With one-third of Chicago students classified at some point in school as English language learners, the data could help the district target support for them. As enrollment shrinks, the proportion of English language learners in the district has grown from 13% of students in 2010 to almost 20% in 2019.
The report found that more than 76% of English language learners who entered kindergarten in Chicago schools became skilled in English by fifth grade. By eighth grade, those students had higher attendance, growth on math tests, and grades in core courses than their peers considered fluent in English.
That lined up with David’s view from the classroom: that many English language learners could overcome challenges over a period of years. “It just really validated my core belief of the impact that bilingual education has,” she said.
Chicago’s findings come about 18 months after a national study by professors from New York University and Oregon State University in the journal Educational Researcher. It showed that multilingual students made greater academic gains than did their English-only peers on the nationally standardized NAEP test, which Chicago students take every two years.
Still, the Consortium report showed that English learners’ proficiency in math and reading lagged those of their English-speaking counterparts. But those who began learning English by first grade posted math scores only about 5 percentile points lower than their fluent peers. In English, the gap was greater, but English learners scored higher gains, thus narrowing the gap by half by eighth grade.
Not all students get over the hump. The Consortium study showed that students who struggle to learn English in their first years in Chicago schools fall behind by eighth grade, a sign that could spell trouble for their efforts to graduate from high school.
The one-fifth of Chicago students who started kindergarten in bilingual education classrooms and didn’t become proficient in English by the end of eighth grade also struggled with attendance, low grade point averages, and low marks on the district’s Freshman on Track measure that assesses how a student is moving toward graduation.
That group of students was most likely to be classified as diverse learners — the district’s term for special education students — and to be male.
In the past, Chicago has struggled to keep up with English learners’ needs. A 2017 investigation by the Chicago Reporter found that hundreds of Chicago schools lacked trained bilingual teachers and learning material in students’ native language.
To help the students who are struggling, the report suggests determining as early as first grade which students need extra help by reviewing standardized test scores in English proficiency.

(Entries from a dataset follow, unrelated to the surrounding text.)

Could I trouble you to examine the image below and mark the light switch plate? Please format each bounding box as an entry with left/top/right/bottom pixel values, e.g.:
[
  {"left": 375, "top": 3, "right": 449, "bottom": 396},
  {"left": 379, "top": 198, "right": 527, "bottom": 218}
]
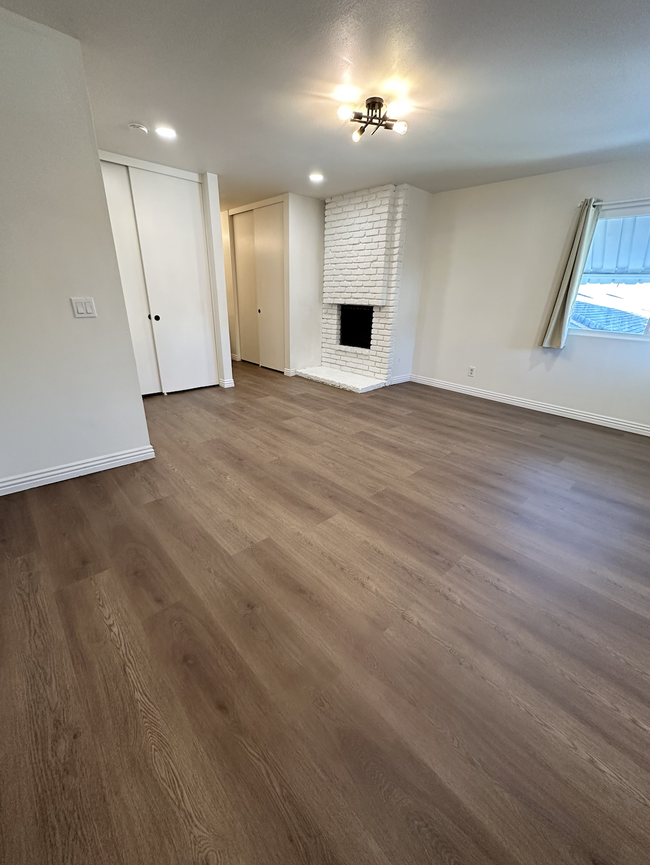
[{"left": 70, "top": 297, "right": 97, "bottom": 318}]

That could help students who enter school in lower grades, but not those learning English when they are older. Previous research from New York City highlights a critical point: Younger students make the most progress — while older English learners face higher barriers.

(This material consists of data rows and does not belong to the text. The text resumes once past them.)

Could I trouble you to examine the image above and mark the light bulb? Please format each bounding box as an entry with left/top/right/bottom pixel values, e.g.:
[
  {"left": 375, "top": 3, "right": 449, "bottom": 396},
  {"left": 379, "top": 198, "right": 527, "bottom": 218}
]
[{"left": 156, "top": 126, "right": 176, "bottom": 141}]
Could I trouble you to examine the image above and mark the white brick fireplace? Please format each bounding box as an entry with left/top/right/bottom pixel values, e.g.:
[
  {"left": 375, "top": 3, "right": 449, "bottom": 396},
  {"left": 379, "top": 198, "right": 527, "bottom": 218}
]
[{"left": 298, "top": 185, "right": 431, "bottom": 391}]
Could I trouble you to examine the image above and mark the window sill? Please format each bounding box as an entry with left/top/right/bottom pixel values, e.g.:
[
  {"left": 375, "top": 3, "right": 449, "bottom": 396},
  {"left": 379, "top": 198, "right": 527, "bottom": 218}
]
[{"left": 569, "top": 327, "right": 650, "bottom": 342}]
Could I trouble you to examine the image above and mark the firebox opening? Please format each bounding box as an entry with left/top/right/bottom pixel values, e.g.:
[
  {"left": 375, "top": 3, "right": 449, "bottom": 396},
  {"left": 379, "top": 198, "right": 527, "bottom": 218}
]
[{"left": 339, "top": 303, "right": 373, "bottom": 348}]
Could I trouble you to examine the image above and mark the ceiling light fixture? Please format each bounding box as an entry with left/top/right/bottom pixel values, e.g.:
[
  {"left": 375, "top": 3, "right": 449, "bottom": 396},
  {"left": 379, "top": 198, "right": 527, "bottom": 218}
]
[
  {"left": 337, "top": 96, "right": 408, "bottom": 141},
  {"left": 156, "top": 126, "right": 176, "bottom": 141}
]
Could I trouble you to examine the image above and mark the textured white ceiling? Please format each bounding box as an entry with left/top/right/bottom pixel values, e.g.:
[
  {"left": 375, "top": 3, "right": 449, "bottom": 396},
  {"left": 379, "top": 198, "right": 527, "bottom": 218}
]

Jorge Macias, Chicago’s head of Language and Cultural Education, admits that supporting students who enter high school without a firm grasp of English is an area where “we have some challenges.”
“They don’t have five or six years, they are coming in with two or three years before they graduate,” Macias said. The school district tries to make sure that those students receive credit for any schooling they had before, and have access to bilingual teachers for extra help. Even as this year’s budget gave a boost for English learner staff support positions, the district has struggled to attract qualified bilingual teachers.

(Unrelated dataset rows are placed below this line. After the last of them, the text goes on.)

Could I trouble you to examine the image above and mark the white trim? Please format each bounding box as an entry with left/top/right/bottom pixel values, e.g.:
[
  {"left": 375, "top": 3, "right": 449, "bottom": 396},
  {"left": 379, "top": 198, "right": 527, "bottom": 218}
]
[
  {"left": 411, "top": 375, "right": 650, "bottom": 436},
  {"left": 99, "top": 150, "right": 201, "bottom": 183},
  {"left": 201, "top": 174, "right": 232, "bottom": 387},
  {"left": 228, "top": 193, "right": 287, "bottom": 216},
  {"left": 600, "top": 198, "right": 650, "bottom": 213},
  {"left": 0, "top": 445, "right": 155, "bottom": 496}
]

Looking forward, researchers at an event held to publicize the report at Sandoval on Tuesday said they would love to see data on how English language learners do through high school and after they graduate.
David, the principal at Sandoval, knows personally the struggles of English language learners. When she moved from Puerto Rico to Chicago in third grade, she entered a bilingual class at Oscar Mayer Elementary in Lincoln Park.
Today, she’s helping other English language learners survive, and thrive, in the Gage Park neighborhood school, whose student body is 97.4% Latino. At Sandoval Elementary, the student body is 93.6% low-income and 58.4% English language learners. But it is performing above the district average for growth in math and reading on the MAP test.
“To me, there were always misconceptions from my own experiences as a student and bilingual teacher” that showed bilingual students as underperforming, David said.
She said sees the whole school learning a new language: academic English.
“We first have to build on the native language skills because we know those skills will transfer over,” David said. “It’s about balancing: I need to develop those skills in the native language and also focus on that transition to English and that academic language.”
Corrected: A previous version of this story stated that English language learners scored higher in math on standardized tests than did native English speakers. Their growth scores — how much they gained annually — kept pace with those of native English speakers.